The RRU offering is coming up again this March, so I thought I’d write about my experiences with this course and what a person might get out of it if they chose to take it. Truthfully it’s one of my favourite courses to teach online right now, perhaps because the synchronous online platform allows me to connect more deeply with my participants and also because I usually can see quite a bit of growth in participants’ comfort with this online technology, even over the duration of a three-week course.

FLO Synchronous is unique because participants can take the course in one of two ways: they can either be a Reviewing Participant or a Practicing Facilitator. Reviewing Participants will spend the three weeks of the course learning about facilitation strategies in the synchronous online mode and watching others practice facilitating, but they won’t actually facilitate themselves. Practicing Facilitators will spend the three weeks of the course also learning about facilitation strategies in that mode, and will work towards facilitating a short (15 – 30 min) session online by the end of the course. I must admit that designing a course with two tracks like this was a total gamble, it was an idea that Sylvie Currie (from BCcampus) and I had and we didn’t know if it would work. But now that I’ve taught three iterations of this course I can say that it does. Somehow we end up having just the right amount of people on both tracks (they have to declare their intention by end of Week 1). We had wondered what we were going to do if no one was brave and signed up to be a Practicing Facilitator – but this never happens!

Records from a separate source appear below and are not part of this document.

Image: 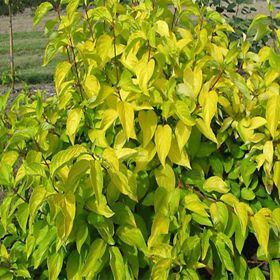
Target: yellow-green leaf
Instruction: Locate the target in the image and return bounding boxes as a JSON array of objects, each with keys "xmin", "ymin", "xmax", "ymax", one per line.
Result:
[
  {"xmin": 90, "ymin": 160, "xmax": 103, "ymax": 203},
  {"xmin": 33, "ymin": 2, "xmax": 53, "ymax": 26},
  {"xmin": 202, "ymin": 91, "xmax": 218, "ymax": 127},
  {"xmin": 118, "ymin": 101, "xmax": 136, "ymax": 139},
  {"xmin": 203, "ymin": 176, "xmax": 230, "ymax": 193},
  {"xmin": 155, "ymin": 164, "xmax": 176, "ymax": 191},
  {"xmin": 47, "ymin": 250, "xmax": 63, "ymax": 280},
  {"xmin": 82, "ymin": 239, "xmax": 107, "ymax": 277},
  {"xmin": 138, "ymin": 111, "xmax": 157, "ymax": 147},
  {"xmin": 168, "ymin": 137, "xmax": 191, "ymax": 169},
  {"xmin": 156, "ymin": 20, "xmax": 169, "ymax": 37},
  {"xmin": 266, "ymin": 95, "xmax": 280, "ymax": 138},
  {"xmin": 234, "ymin": 202, "xmax": 248, "ymax": 236},
  {"xmin": 184, "ymin": 194, "xmax": 209, "ymax": 217},
  {"xmin": 263, "ymin": 141, "xmax": 274, "ymax": 164},
  {"xmin": 109, "ymin": 246, "xmax": 126, "ymax": 280},
  {"xmin": 66, "ymin": 108, "xmax": 84, "ymax": 145},
  {"xmin": 50, "ymin": 145, "xmax": 87, "ymax": 175},
  {"xmin": 54, "ymin": 61, "xmax": 72, "ymax": 95},
  {"xmin": 251, "ymin": 212, "xmax": 269, "ymax": 256},
  {"xmin": 273, "ymin": 161, "xmax": 280, "ymax": 193},
  {"xmin": 155, "ymin": 124, "xmax": 172, "ymax": 166},
  {"xmin": 196, "ymin": 119, "xmax": 218, "ymax": 143},
  {"xmin": 84, "ymin": 75, "xmax": 100, "ymax": 99},
  {"xmin": 175, "ymin": 120, "xmax": 192, "ymax": 152},
  {"xmin": 148, "ymin": 214, "xmax": 170, "ymax": 248}
]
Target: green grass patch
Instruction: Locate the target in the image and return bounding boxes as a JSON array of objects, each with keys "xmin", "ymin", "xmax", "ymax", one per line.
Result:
[{"xmin": 0, "ymin": 31, "xmax": 60, "ymax": 84}]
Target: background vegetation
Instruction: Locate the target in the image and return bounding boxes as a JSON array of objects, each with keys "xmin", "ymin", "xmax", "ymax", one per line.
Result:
[{"xmin": 0, "ymin": 0, "xmax": 280, "ymax": 280}]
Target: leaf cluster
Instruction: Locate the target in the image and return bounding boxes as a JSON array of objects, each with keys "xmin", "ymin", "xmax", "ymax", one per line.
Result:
[{"xmin": 0, "ymin": 0, "xmax": 280, "ymax": 279}]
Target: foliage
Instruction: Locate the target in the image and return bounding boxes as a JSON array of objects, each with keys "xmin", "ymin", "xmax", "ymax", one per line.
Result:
[
  {"xmin": 0, "ymin": 0, "xmax": 41, "ymax": 16},
  {"xmin": 0, "ymin": 0, "xmax": 280, "ymax": 279},
  {"xmin": 198, "ymin": 0, "xmax": 279, "ymax": 51}
]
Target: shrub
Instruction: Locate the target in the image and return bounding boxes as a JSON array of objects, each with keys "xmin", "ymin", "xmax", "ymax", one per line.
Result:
[
  {"xmin": 0, "ymin": 0, "xmax": 41, "ymax": 16},
  {"xmin": 0, "ymin": 0, "xmax": 280, "ymax": 279}
]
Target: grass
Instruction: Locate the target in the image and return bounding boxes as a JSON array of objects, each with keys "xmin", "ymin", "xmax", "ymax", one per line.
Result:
[{"xmin": 0, "ymin": 31, "xmax": 59, "ymax": 84}]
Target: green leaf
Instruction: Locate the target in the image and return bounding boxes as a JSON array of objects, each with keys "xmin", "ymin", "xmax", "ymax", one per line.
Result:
[
  {"xmin": 109, "ymin": 169, "xmax": 137, "ymax": 201},
  {"xmin": 269, "ymin": 260, "xmax": 280, "ymax": 280},
  {"xmin": 66, "ymin": 108, "xmax": 84, "ymax": 145},
  {"xmin": 155, "ymin": 124, "xmax": 172, "ymax": 166},
  {"xmin": 50, "ymin": 145, "xmax": 87, "ymax": 176},
  {"xmin": 273, "ymin": 161, "xmax": 280, "ymax": 193},
  {"xmin": 266, "ymin": 95, "xmax": 280, "ymax": 138},
  {"xmin": 248, "ymin": 267, "xmax": 265, "ymax": 280},
  {"xmin": 54, "ymin": 61, "xmax": 72, "ymax": 95},
  {"xmin": 47, "ymin": 250, "xmax": 64, "ymax": 280},
  {"xmin": 155, "ymin": 20, "xmax": 169, "ymax": 37},
  {"xmin": 109, "ymin": 246, "xmax": 125, "ymax": 280},
  {"xmin": 234, "ymin": 219, "xmax": 247, "ymax": 254},
  {"xmin": 210, "ymin": 201, "xmax": 229, "ymax": 232},
  {"xmin": 117, "ymin": 226, "xmax": 147, "ymax": 254},
  {"xmin": 90, "ymin": 7, "xmax": 113, "ymax": 22},
  {"xmin": 184, "ymin": 194, "xmax": 209, "ymax": 217},
  {"xmin": 251, "ymin": 212, "xmax": 269, "ymax": 256},
  {"xmin": 174, "ymin": 100, "xmax": 194, "ymax": 126},
  {"xmin": 215, "ymin": 239, "xmax": 234, "ymax": 273},
  {"xmin": 155, "ymin": 164, "xmax": 176, "ymax": 191},
  {"xmin": 202, "ymin": 91, "xmax": 218, "ymax": 127},
  {"xmin": 203, "ymin": 176, "xmax": 230, "ymax": 193},
  {"xmin": 151, "ymin": 259, "xmax": 172, "ymax": 280},
  {"xmin": 29, "ymin": 187, "xmax": 46, "ymax": 220},
  {"xmin": 196, "ymin": 118, "xmax": 218, "ymax": 143},
  {"xmin": 76, "ymin": 222, "xmax": 88, "ymax": 254},
  {"xmin": 82, "ymin": 239, "xmax": 107, "ymax": 277},
  {"xmin": 66, "ymin": 251, "xmax": 81, "ymax": 280},
  {"xmin": 16, "ymin": 203, "xmax": 29, "ymax": 232},
  {"xmin": 175, "ymin": 120, "xmax": 192, "ymax": 152},
  {"xmin": 33, "ymin": 2, "xmax": 53, "ymax": 26},
  {"xmin": 90, "ymin": 160, "xmax": 103, "ymax": 204},
  {"xmin": 117, "ymin": 102, "xmax": 136, "ymax": 139},
  {"xmin": 138, "ymin": 111, "xmax": 157, "ymax": 147},
  {"xmin": 234, "ymin": 202, "xmax": 248, "ymax": 236},
  {"xmin": 66, "ymin": 0, "xmax": 80, "ymax": 19},
  {"xmin": 148, "ymin": 213, "xmax": 170, "ymax": 248}
]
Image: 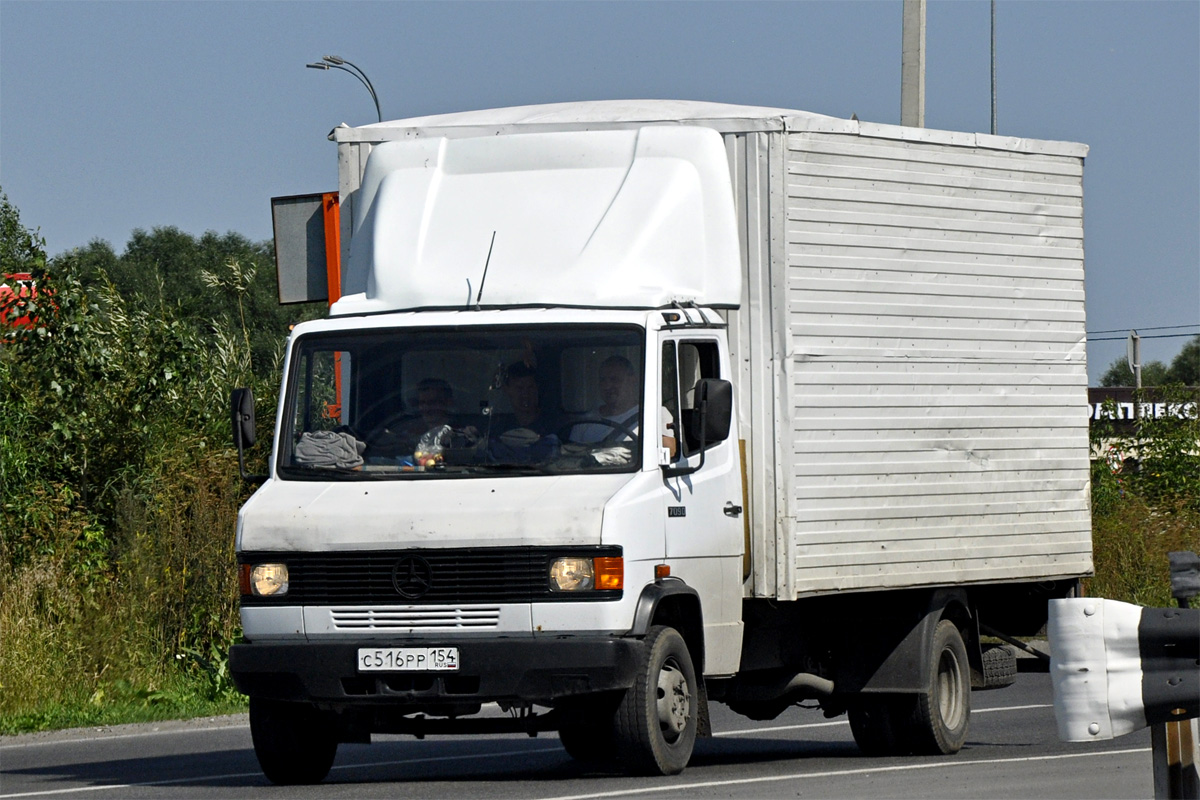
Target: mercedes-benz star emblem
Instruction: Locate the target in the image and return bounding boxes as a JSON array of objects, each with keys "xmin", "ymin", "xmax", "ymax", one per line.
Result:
[{"xmin": 391, "ymin": 555, "xmax": 433, "ymax": 600}]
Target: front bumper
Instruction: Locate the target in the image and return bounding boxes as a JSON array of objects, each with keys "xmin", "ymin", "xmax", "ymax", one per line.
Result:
[{"xmin": 229, "ymin": 636, "xmax": 642, "ymax": 709}]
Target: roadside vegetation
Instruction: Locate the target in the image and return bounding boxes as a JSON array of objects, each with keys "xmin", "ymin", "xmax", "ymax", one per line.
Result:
[
  {"xmin": 0, "ymin": 193, "xmax": 1200, "ymax": 734},
  {"xmin": 0, "ymin": 194, "xmax": 320, "ymax": 733}
]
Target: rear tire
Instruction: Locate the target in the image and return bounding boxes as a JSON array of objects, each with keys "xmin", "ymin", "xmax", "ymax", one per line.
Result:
[
  {"xmin": 901, "ymin": 619, "xmax": 971, "ymax": 756},
  {"xmin": 982, "ymin": 644, "xmax": 1016, "ymax": 688},
  {"xmin": 614, "ymin": 625, "xmax": 700, "ymax": 775},
  {"xmin": 250, "ymin": 697, "xmax": 337, "ymax": 786}
]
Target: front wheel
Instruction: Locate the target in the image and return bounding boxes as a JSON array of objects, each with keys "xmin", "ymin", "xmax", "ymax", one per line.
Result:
[
  {"xmin": 614, "ymin": 625, "xmax": 700, "ymax": 775},
  {"xmin": 250, "ymin": 697, "xmax": 337, "ymax": 786}
]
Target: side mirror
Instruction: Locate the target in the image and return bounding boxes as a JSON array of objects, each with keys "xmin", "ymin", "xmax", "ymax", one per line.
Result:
[
  {"xmin": 692, "ymin": 378, "xmax": 733, "ymax": 444},
  {"xmin": 229, "ymin": 389, "xmax": 266, "ymax": 483},
  {"xmin": 229, "ymin": 389, "xmax": 254, "ymax": 452},
  {"xmin": 662, "ymin": 378, "xmax": 733, "ymax": 477}
]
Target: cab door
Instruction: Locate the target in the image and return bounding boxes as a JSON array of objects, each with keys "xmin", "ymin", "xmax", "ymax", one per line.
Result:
[{"xmin": 660, "ymin": 330, "xmax": 744, "ymax": 675}]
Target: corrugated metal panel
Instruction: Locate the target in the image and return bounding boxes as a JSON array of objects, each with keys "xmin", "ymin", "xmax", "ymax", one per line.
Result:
[
  {"xmin": 780, "ymin": 131, "xmax": 1091, "ymax": 596},
  {"xmin": 725, "ymin": 133, "xmax": 791, "ymax": 597}
]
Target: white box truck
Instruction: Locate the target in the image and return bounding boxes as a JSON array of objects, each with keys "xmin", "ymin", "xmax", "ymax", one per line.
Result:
[{"xmin": 230, "ymin": 101, "xmax": 1092, "ymax": 783}]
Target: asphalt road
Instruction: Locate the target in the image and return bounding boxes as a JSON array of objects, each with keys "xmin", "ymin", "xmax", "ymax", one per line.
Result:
[{"xmin": 0, "ymin": 674, "xmax": 1153, "ymax": 800}]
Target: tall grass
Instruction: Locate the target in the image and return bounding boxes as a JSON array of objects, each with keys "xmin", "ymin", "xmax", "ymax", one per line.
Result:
[{"xmin": 0, "ymin": 255, "xmax": 283, "ymax": 733}]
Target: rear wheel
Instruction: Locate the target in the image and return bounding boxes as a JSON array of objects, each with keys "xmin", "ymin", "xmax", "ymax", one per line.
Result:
[
  {"xmin": 982, "ymin": 644, "xmax": 1016, "ymax": 688},
  {"xmin": 250, "ymin": 697, "xmax": 337, "ymax": 786},
  {"xmin": 614, "ymin": 625, "xmax": 700, "ymax": 775},
  {"xmin": 904, "ymin": 619, "xmax": 971, "ymax": 756}
]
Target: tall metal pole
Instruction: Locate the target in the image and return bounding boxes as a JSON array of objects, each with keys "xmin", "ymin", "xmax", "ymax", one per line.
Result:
[
  {"xmin": 991, "ymin": 0, "xmax": 996, "ymax": 136},
  {"xmin": 900, "ymin": 0, "xmax": 925, "ymax": 128}
]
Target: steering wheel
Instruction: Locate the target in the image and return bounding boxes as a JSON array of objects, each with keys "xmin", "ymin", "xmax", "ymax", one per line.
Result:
[{"xmin": 558, "ymin": 416, "xmax": 641, "ymax": 447}]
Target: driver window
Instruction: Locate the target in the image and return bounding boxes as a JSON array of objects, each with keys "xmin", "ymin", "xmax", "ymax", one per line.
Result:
[{"xmin": 662, "ymin": 341, "xmax": 721, "ymax": 456}]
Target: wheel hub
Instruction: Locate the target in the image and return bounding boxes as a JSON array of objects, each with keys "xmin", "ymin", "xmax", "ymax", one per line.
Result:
[{"xmin": 658, "ymin": 661, "xmax": 691, "ymax": 738}]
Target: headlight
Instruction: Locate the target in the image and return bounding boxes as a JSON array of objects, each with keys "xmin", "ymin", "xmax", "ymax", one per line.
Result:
[
  {"xmin": 550, "ymin": 555, "xmax": 595, "ymax": 591},
  {"xmin": 550, "ymin": 555, "xmax": 625, "ymax": 591},
  {"xmin": 242, "ymin": 564, "xmax": 288, "ymax": 597}
]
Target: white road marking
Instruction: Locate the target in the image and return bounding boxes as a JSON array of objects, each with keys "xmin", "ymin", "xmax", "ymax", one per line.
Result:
[
  {"xmin": 0, "ymin": 744, "xmax": 562, "ymax": 800},
  {"xmin": 540, "ymin": 747, "xmax": 1150, "ymax": 800},
  {"xmin": 0, "ymin": 704, "xmax": 1070, "ymax": 800}
]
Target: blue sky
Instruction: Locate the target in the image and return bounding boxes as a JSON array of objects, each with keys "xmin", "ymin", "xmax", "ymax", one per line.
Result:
[{"xmin": 0, "ymin": 0, "xmax": 1200, "ymax": 383}]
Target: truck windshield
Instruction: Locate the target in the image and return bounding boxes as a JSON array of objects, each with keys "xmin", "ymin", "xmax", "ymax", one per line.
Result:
[{"xmin": 278, "ymin": 325, "xmax": 644, "ymax": 481}]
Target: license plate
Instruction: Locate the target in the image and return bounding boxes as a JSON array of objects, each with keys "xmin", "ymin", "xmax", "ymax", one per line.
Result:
[{"xmin": 359, "ymin": 648, "xmax": 458, "ymax": 672}]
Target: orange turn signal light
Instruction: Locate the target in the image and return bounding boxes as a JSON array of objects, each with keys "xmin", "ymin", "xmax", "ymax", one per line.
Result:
[{"xmin": 592, "ymin": 557, "xmax": 625, "ymax": 589}]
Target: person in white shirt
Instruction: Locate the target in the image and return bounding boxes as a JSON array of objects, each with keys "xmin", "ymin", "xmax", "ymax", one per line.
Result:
[{"xmin": 570, "ymin": 355, "xmax": 676, "ymax": 458}]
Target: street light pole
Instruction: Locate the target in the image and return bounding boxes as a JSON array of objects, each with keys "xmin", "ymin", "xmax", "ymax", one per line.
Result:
[{"xmin": 305, "ymin": 55, "xmax": 383, "ymax": 122}]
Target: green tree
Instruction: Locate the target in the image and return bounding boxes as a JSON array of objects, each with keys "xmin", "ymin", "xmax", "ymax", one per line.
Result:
[{"xmin": 0, "ymin": 190, "xmax": 46, "ymax": 275}]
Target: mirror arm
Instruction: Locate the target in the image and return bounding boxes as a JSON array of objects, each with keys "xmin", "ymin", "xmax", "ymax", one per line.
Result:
[
  {"xmin": 662, "ymin": 399, "xmax": 708, "ymax": 477},
  {"xmin": 235, "ymin": 432, "xmax": 270, "ymax": 483}
]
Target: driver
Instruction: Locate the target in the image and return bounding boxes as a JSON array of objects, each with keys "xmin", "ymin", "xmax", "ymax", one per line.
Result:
[{"xmin": 569, "ymin": 355, "xmax": 676, "ymax": 458}]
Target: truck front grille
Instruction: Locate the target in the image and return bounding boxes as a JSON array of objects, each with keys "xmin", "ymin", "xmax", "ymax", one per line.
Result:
[
  {"xmin": 329, "ymin": 606, "xmax": 500, "ymax": 631},
  {"xmin": 238, "ymin": 547, "xmax": 622, "ymax": 607}
]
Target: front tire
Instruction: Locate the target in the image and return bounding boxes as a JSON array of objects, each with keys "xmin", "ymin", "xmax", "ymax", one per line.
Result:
[
  {"xmin": 250, "ymin": 697, "xmax": 337, "ymax": 786},
  {"xmin": 614, "ymin": 625, "xmax": 700, "ymax": 775}
]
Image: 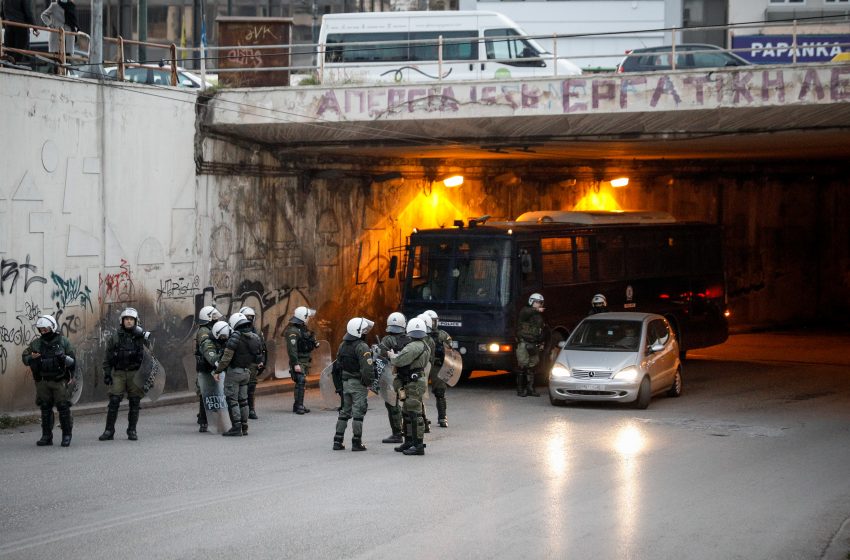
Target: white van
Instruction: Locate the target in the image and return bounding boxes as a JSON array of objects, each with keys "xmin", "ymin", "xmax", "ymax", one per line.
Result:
[{"xmin": 319, "ymin": 10, "xmax": 581, "ymax": 83}]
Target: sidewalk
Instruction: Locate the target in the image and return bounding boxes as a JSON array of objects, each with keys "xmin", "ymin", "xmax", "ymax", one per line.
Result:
[{"xmin": 6, "ymin": 374, "xmax": 319, "ymax": 418}]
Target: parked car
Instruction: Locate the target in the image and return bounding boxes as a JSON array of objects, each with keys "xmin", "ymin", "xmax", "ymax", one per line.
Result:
[
  {"xmin": 549, "ymin": 312, "xmax": 682, "ymax": 409},
  {"xmin": 617, "ymin": 43, "xmax": 750, "ymax": 72},
  {"xmin": 103, "ymin": 64, "xmax": 212, "ymax": 88}
]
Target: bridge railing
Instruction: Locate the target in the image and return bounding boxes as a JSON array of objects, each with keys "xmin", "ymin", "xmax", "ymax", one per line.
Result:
[{"xmin": 0, "ymin": 16, "xmax": 850, "ymax": 87}]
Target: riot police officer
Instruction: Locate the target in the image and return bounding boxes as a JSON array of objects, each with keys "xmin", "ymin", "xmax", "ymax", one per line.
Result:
[
  {"xmin": 283, "ymin": 306, "xmax": 319, "ymax": 414},
  {"xmin": 516, "ymin": 294, "xmax": 545, "ymax": 397},
  {"xmin": 378, "ymin": 311, "xmax": 410, "ymax": 443},
  {"xmin": 98, "ymin": 307, "xmax": 150, "ymax": 441},
  {"xmin": 239, "ymin": 307, "xmax": 269, "ymax": 420},
  {"xmin": 423, "ymin": 309, "xmax": 452, "ymax": 428},
  {"xmin": 195, "ymin": 305, "xmax": 221, "ymax": 432},
  {"xmin": 21, "ymin": 315, "xmax": 75, "ymax": 447},
  {"xmin": 333, "ymin": 317, "xmax": 375, "ymax": 451},
  {"xmin": 388, "ymin": 317, "xmax": 430, "ymax": 455},
  {"xmin": 213, "ymin": 313, "xmax": 262, "ymax": 436},
  {"xmin": 588, "ymin": 294, "xmax": 608, "ymax": 315}
]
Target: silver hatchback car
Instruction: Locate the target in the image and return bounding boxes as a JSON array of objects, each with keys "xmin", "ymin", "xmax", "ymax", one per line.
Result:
[{"xmin": 549, "ymin": 312, "xmax": 682, "ymax": 409}]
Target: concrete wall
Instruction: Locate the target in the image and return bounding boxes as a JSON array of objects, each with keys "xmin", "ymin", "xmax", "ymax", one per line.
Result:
[{"xmin": 0, "ymin": 71, "xmax": 850, "ymax": 411}]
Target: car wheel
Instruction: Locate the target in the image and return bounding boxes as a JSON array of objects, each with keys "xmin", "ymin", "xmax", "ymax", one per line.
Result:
[
  {"xmin": 635, "ymin": 377, "xmax": 652, "ymax": 410},
  {"xmin": 667, "ymin": 368, "xmax": 682, "ymax": 397}
]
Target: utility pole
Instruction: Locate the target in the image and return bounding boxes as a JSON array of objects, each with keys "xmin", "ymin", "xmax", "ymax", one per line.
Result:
[{"xmin": 139, "ymin": 0, "xmax": 148, "ymax": 62}]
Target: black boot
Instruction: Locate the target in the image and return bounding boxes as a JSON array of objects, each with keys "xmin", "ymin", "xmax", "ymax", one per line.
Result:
[
  {"xmin": 198, "ymin": 395, "xmax": 207, "ymax": 432},
  {"xmin": 403, "ymin": 439, "xmax": 425, "ymax": 455},
  {"xmin": 248, "ymin": 383, "xmax": 260, "ymax": 420},
  {"xmin": 35, "ymin": 407, "xmax": 53, "ymax": 447},
  {"xmin": 127, "ymin": 397, "xmax": 142, "ymax": 441},
  {"xmin": 97, "ymin": 395, "xmax": 121, "ymax": 441},
  {"xmin": 525, "ymin": 373, "xmax": 540, "ymax": 397},
  {"xmin": 59, "ymin": 404, "xmax": 74, "ymax": 447}
]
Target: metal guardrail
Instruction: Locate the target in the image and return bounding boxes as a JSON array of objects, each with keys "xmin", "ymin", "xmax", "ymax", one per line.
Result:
[{"xmin": 0, "ymin": 16, "xmax": 850, "ymax": 86}]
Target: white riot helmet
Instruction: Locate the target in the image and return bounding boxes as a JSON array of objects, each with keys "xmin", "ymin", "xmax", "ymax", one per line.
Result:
[
  {"xmin": 227, "ymin": 313, "xmax": 251, "ymax": 329},
  {"xmin": 118, "ymin": 307, "xmax": 139, "ymax": 325},
  {"xmin": 292, "ymin": 305, "xmax": 316, "ymax": 323},
  {"xmin": 198, "ymin": 305, "xmax": 221, "ymax": 323},
  {"xmin": 407, "ymin": 317, "xmax": 428, "ymax": 339},
  {"xmin": 35, "ymin": 315, "xmax": 59, "ymax": 332},
  {"xmin": 239, "ymin": 307, "xmax": 257, "ymax": 322},
  {"xmin": 422, "ymin": 309, "xmax": 438, "ymax": 330},
  {"xmin": 345, "ymin": 317, "xmax": 375, "ymax": 338},
  {"xmin": 387, "ymin": 311, "xmax": 407, "ymax": 334},
  {"xmin": 212, "ymin": 321, "xmax": 233, "ymax": 338},
  {"xmin": 528, "ymin": 294, "xmax": 543, "ymax": 305}
]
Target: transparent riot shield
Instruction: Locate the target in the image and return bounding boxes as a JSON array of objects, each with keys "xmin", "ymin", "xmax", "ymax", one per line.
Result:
[
  {"xmin": 198, "ymin": 373, "xmax": 232, "ymax": 434},
  {"xmin": 135, "ymin": 348, "xmax": 165, "ymax": 401},
  {"xmin": 319, "ymin": 362, "xmax": 339, "ymax": 410},
  {"xmin": 437, "ymin": 346, "xmax": 463, "ymax": 387}
]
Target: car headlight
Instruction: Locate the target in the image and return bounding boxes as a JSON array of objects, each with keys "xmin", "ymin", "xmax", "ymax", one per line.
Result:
[
  {"xmin": 552, "ymin": 364, "xmax": 570, "ymax": 377},
  {"xmin": 614, "ymin": 366, "xmax": 640, "ymax": 381}
]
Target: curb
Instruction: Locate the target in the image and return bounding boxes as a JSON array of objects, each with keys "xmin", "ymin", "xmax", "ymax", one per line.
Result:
[{"xmin": 6, "ymin": 374, "xmax": 319, "ymax": 418}]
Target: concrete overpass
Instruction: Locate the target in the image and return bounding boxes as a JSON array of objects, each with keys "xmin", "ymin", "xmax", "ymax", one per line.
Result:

This is a non-credit course and we ask people to self-assess their own participation by the end of the three weeks. Some of the activities participants spend time doing during the course are having short discussions in online forums (asynchronously), reviewing ‘sample synchros’ of synchronous sessions that we’ve pulled from other places and commenting on them, and participating in three synchronous online sessions that we co-facilitators hold. (We try and model good facilitation strategies of course!) We also hold optional “tech sessions” for participants twice during the course to help them learn the synchronous online platform that we use. (At this time, both BCcampus and RRU are using Blackboard Collaborate Ultra – and it really does have some nice features for teaching online.)

If it piques your interest to learn more about facilitating synchronously online, you should know that any member of the public can take the upcoming course through Royal Roads as it’s offered through their Professional & Continuing Studies department. It starts March 26, 2018. Perhaps I’ll see you online!